Kubur atau makam bagi masyarakat Indonesia pada umumnya sering dijadikan tempat ziarah. Di makam merekalah kita bertemu (walau tidak dalam rupa secara langsung) dengan keluarga yang sudah meninggal. Di kubur itu pula kita saling mendoakan. Kita mendoakan mereka agar bahagia di alamnya. Sembari meminta keluarga yang sudah meninggal mendoakan kita di dunia ini.
Karena itu ketika menemukan kubur yang kosong, tentu kita akan merasa sedih. Ini adalah kehilangan yang kedua. Kita mengalami kehilangan saat keluarga meninggal. Maka ketika kubur mereka juga hilang, ini adalah kehilangan yang lebih memilukan. Karena tidak ada yang lebih memilukan setelah mengalami kehilangan yang kedua. Sungguh sedih sekali.
Bagi kami orang Leuwayan (tentu juga yang lain) kunjungan ke kubur adalah tradisi pada moment tertentu, hari raya misalnya. Juga sebuah aktivitas wajib ketika kami yang tinggal di luar desa ada kesempatan kembali ke kampung. Berziarah ke makan keluarga membakar lilin sambil berdoa. Sebuah dialog dengan keluarga yang sudah meninggal. Berziarah ke makam juga adalah sebentuk kunjungan, sapaan dan jalinan komunikasi.
Lalu ketika kubur-kubur itu telah kosong, hilang tak berbekas, kemanakah kami akan berkunjung bila pulang kampung nanti? Di manakah lilin ini akan kami bakar di saat kesempatan pulang libur nanti? Untuk semua keluarga yang telah meninggal yang dikuburkan di pekuburan umur Raq Utuq, walau kubur telah kosong tetapi kalian semua masih tetap ada di hati orang-orang Leuwayan.
Dalam terang Kristiani, peristiwa kubur kosong keluarga di Raq Utuq pada hari raya Paskah kami maknai sebagai peristiwa iman.
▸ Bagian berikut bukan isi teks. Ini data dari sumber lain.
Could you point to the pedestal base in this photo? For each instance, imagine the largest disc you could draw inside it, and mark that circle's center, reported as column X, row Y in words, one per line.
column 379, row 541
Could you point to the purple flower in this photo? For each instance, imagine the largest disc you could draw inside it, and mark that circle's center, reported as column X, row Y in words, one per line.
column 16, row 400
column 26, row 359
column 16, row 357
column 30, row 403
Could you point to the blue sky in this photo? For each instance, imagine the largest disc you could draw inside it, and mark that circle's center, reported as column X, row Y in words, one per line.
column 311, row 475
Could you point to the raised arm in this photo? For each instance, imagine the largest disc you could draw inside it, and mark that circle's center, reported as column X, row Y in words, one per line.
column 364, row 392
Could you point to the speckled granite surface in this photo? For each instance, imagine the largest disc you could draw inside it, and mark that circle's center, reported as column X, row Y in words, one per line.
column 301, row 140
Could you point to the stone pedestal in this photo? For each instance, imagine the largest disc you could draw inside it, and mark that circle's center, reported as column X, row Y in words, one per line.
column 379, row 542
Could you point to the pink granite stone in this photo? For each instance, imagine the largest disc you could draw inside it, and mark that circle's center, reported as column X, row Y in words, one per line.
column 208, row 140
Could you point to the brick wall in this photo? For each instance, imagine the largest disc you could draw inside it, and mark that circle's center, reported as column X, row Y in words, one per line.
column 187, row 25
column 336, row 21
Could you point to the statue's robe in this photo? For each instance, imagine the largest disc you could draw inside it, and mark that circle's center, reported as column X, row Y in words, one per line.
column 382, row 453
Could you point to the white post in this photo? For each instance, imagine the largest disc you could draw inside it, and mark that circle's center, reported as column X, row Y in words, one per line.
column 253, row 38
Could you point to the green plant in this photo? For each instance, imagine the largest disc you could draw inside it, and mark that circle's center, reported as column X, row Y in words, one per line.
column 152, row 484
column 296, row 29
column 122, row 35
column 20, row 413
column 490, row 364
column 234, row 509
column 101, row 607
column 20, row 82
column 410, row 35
Pada Minggu Paskah ketika perempuan-perempuan yang mengunjungi makam Yesus mendapatkan kubur itu telah kosong; dan orang Leuwayan mendapati kubur keluarga yang telah meninggal di Raq Utuq juga kosong merupakan bukti bahwa mereka telah bangkit bersama Kristus sebagai yang sulung.
Sebagaimana Kristus mendahalui murid-muridNya ke Galilea sesudah bangkit, orang Leuwayan yang terkubur di Raq Utuq yang kini kubur mereka sudah kosong telah mendahului kami ke rumah Bapa. Di rumah Bapa, tempat di mana kita akan kembali, bersama Kristus yang telah mempersiapkan tempat bagi semua orang percaya kepadaNya, kelak kita akan bertemu. Sebagaimana dikatakan Kristus, “Di rumah Bapa banyak tempat tinggal. Jika tidak demikian, tentu Aku mengatakannya kepadamu. Sebab Aku pergi ke situ untuk menyediakan tempat bagimu ” (Yoh.14: 2-3).